Sweet Corn Tamales

Sweet corn tamales are made from fresh corn and usually do not have a filling, although there are some who fill it with fried beans. Because of its sweetness and smoothness when almost melting in the mouth, I consider it a dessert. I like to accompany it with Salvadoran cream and my husband prefers them fried (well browned). During the sweet corn season, they are usually prepared at the same time as corn atole, riguas, and the corn pancakes. Here in U.S.A. the corn that is in stores is too juicy. So you will notice in the video I achieved the right consistency using rice flour and the bagasse that is left when extracting the corn juice to make the corn atole. Our recipes are very easy to follow since we give them to you step by step and with images. Remember that you can find the blender we use in this video at Amazon.
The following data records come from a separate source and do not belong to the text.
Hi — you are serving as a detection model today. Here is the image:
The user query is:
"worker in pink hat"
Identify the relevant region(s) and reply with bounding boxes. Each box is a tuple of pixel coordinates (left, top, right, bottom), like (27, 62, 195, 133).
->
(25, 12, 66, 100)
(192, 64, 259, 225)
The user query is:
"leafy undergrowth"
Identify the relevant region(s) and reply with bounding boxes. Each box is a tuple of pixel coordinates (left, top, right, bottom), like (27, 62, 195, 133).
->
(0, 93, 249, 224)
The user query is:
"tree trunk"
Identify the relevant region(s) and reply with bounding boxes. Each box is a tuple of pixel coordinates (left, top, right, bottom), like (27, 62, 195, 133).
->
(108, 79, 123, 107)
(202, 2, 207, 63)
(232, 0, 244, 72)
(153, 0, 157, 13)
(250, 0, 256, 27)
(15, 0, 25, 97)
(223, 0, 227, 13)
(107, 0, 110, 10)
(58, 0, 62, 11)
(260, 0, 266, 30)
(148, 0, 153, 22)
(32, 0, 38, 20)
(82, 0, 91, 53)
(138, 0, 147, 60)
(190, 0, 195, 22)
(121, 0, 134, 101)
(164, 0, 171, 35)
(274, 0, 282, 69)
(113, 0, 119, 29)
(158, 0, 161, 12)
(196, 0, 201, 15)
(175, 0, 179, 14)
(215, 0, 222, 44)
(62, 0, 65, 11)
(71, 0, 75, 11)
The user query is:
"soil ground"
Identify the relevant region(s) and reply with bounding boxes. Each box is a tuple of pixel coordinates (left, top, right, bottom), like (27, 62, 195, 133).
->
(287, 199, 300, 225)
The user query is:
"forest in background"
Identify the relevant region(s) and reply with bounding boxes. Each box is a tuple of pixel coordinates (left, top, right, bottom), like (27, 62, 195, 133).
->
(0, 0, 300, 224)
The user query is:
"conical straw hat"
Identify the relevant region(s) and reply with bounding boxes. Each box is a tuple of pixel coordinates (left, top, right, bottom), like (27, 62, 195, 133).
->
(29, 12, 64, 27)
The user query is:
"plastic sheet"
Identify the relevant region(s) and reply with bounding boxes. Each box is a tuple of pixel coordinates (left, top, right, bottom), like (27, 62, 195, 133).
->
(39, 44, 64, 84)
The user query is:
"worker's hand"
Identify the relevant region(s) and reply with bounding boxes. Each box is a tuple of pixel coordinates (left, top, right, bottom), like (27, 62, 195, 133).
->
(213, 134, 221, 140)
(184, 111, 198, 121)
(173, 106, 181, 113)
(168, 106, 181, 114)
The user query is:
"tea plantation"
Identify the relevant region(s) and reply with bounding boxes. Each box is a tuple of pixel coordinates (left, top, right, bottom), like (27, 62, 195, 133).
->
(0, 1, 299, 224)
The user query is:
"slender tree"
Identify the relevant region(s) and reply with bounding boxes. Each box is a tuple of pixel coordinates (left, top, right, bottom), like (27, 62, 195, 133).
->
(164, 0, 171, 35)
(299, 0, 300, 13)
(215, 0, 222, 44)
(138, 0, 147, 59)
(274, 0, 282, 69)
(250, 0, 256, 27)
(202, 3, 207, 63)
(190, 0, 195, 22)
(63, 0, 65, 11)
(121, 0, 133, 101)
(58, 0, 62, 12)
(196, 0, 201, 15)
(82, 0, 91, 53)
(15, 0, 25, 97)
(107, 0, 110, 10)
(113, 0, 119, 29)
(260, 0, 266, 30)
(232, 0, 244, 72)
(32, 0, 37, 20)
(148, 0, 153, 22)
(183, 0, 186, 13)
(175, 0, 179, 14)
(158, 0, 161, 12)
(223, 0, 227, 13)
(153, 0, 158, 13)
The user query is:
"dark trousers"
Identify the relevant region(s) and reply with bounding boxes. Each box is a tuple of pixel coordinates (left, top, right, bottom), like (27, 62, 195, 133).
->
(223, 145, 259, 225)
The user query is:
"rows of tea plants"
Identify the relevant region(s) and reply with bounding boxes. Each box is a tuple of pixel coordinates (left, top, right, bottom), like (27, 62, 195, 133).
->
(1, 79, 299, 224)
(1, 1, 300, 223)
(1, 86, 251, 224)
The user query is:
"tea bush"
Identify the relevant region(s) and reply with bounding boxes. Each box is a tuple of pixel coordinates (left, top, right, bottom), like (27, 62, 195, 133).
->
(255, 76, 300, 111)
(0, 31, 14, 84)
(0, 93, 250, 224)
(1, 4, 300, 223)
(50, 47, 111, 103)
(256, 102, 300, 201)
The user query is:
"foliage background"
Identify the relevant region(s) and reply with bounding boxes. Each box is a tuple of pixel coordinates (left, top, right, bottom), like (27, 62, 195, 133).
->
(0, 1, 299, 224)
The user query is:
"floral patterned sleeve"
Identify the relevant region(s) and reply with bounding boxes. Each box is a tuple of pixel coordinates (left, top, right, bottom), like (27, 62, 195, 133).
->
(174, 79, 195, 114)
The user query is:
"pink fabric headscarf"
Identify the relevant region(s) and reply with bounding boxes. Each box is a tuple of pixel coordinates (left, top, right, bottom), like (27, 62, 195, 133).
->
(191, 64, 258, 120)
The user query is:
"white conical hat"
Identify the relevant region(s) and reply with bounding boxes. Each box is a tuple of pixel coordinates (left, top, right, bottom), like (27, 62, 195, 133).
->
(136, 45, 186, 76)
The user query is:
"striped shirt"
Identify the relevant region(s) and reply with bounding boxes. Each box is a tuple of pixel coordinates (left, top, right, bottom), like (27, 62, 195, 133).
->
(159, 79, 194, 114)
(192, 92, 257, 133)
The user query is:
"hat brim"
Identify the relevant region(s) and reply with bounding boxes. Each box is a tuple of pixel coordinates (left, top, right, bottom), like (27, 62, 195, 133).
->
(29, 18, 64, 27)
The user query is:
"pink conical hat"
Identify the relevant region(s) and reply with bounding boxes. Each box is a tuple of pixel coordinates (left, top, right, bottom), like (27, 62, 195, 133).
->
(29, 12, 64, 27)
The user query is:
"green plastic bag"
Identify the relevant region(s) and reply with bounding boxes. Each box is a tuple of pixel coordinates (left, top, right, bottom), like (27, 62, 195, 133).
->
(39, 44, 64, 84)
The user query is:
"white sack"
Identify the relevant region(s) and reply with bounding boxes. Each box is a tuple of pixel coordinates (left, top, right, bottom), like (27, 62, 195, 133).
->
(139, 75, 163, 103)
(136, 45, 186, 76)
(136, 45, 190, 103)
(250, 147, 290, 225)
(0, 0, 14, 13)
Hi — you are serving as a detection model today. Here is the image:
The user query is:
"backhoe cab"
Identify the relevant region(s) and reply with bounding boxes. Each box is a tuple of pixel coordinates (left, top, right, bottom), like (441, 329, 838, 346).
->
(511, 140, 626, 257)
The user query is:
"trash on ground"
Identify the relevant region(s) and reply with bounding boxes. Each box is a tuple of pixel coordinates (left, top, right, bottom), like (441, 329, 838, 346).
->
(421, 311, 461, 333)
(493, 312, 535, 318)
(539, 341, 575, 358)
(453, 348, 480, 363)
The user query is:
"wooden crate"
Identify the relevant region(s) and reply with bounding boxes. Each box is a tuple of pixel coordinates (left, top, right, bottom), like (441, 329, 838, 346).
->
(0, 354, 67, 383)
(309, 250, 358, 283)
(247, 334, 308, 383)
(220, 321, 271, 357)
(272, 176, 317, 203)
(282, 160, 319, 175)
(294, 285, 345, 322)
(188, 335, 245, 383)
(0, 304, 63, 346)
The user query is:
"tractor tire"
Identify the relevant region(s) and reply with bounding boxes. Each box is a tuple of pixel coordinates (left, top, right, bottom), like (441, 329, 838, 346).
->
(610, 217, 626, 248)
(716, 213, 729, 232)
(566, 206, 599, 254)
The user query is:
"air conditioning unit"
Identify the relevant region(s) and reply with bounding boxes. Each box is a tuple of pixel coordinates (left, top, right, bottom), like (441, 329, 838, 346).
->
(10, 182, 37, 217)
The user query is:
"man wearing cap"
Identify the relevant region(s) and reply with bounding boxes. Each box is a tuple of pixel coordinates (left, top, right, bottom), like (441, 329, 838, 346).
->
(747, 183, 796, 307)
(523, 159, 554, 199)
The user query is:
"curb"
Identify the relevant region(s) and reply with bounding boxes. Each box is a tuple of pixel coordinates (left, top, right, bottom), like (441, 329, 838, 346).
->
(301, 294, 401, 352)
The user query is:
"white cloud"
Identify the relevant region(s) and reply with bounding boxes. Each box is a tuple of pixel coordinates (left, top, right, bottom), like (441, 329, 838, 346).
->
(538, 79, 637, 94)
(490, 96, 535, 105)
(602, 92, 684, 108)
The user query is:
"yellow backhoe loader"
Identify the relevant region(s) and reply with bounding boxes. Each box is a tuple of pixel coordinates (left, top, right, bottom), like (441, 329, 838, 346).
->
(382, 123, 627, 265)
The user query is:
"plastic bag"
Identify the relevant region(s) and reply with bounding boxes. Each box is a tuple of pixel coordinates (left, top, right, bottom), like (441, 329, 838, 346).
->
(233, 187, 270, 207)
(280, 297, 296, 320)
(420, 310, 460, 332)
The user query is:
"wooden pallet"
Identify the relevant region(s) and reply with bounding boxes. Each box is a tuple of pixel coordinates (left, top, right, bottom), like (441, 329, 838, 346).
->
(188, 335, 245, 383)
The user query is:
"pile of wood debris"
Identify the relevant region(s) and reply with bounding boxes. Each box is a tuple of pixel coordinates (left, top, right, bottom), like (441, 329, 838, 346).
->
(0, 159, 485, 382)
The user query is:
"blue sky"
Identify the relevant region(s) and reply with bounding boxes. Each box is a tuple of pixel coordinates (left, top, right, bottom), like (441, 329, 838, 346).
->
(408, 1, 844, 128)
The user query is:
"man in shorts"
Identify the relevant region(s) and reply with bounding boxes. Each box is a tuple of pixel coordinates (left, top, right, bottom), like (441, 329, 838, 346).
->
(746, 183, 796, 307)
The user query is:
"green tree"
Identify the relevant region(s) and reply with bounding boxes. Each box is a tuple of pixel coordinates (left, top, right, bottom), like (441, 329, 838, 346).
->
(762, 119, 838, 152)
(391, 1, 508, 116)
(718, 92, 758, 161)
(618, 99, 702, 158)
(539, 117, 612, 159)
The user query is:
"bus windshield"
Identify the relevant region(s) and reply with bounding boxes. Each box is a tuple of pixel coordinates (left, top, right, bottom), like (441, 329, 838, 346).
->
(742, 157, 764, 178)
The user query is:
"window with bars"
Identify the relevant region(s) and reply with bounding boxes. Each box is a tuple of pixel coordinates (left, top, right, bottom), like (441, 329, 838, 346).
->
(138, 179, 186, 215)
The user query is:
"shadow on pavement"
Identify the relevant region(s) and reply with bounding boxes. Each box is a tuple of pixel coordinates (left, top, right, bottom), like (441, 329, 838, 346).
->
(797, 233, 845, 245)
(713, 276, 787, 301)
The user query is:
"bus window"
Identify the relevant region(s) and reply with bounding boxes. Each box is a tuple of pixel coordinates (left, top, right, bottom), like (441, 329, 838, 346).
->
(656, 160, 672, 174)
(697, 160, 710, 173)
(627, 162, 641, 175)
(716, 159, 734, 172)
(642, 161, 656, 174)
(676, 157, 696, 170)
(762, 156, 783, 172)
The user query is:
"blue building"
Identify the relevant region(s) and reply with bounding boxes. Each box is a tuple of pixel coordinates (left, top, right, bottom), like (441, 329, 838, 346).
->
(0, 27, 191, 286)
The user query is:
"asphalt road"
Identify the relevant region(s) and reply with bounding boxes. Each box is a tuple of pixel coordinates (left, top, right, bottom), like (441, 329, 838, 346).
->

Sique este link para la receta en EspaƱol (recipe in Spanish).
Servings: 40 yield(s)
Prep Time: 30 mins
Cook Time: 60 mins
Total Time: 90 mins
Ingredients
  • 15 sweet corns
  • 1 bar of butter (4 oz)
  • 2 cup rice flour (or as necessary to achieve correct consistency)
  • 2 tsp salt
  • 12 oz fresh cheese (queso fresco)
  • the leftover corn bagasse after extracting the juice of 5 sweet corns (optional (5 corns are extra, from the atole recipe))
Instructions
  1. Melt a bar of butter or margarine.
  2. To prepare the leaves
  3. With a sharp knife, cut the bottom of all corns.
  4. Remove one husk at a time, being careful not to split them, and stack them aside.
  5. To prepare the corn
  6. Put the cob upright, with the thinner tip facing up, and hold it tight and steady. Then, slide the knife down to remove the kernels. Repeat for all.
  7. Place the kernels in an all-terrain blender or food processor to grind them up. The point is that there are no unground seeds left and that it is not very liquid.
  8. Add the salt and fresh cheese (crumbled by hand)
  9. Also add the corn seed bagasse (if you have) and
  10. the butter or margarine.
  11. mix well with a spatula or by hand.
  12. With a big kitchen spoon, grab the mixture and drop it. If you see that it remains lumpy, then it is the correct consistency.
  13. If it does not have the necessary consistency, add the rice flour and mix very well.
  14. This is the desired consistency.
  15. Preparing the pot
  16. Put some corn husks and then some corn-free cobs in the bottom of a large pot. Add water so that it only covers the cobs a little.
  17. Let's start wrapping
  18. Take a leaf and add a spoon of the mixture.
  19. Wrap the leaf and fold the tip.
  20. Take another leaf and put the rolled mixture on the previous leaf so that the open end is inside. The closed tip will be about two fingers out. Wrap it up and fold the tip over.
  21. Place the tamale in the pot so that the bent tip is facing down.
  22. Cook them on high heat for an hour. Remember to make sure after half an hour or 40 minutes that the pot still has enough water. Add water if not.
  23. After an hour of cooking, the tamales are ready.
  24. To enjoy. You can accompany them with cream or fried beans.
Recipe Notes

To give the mixture the correct consistency, I use rice flour and the bagasse of 5 corns (which was left over when I squeezed the juice to make the corn atole which you can find here). If you use corn that is not very juicy, you may not need to do this.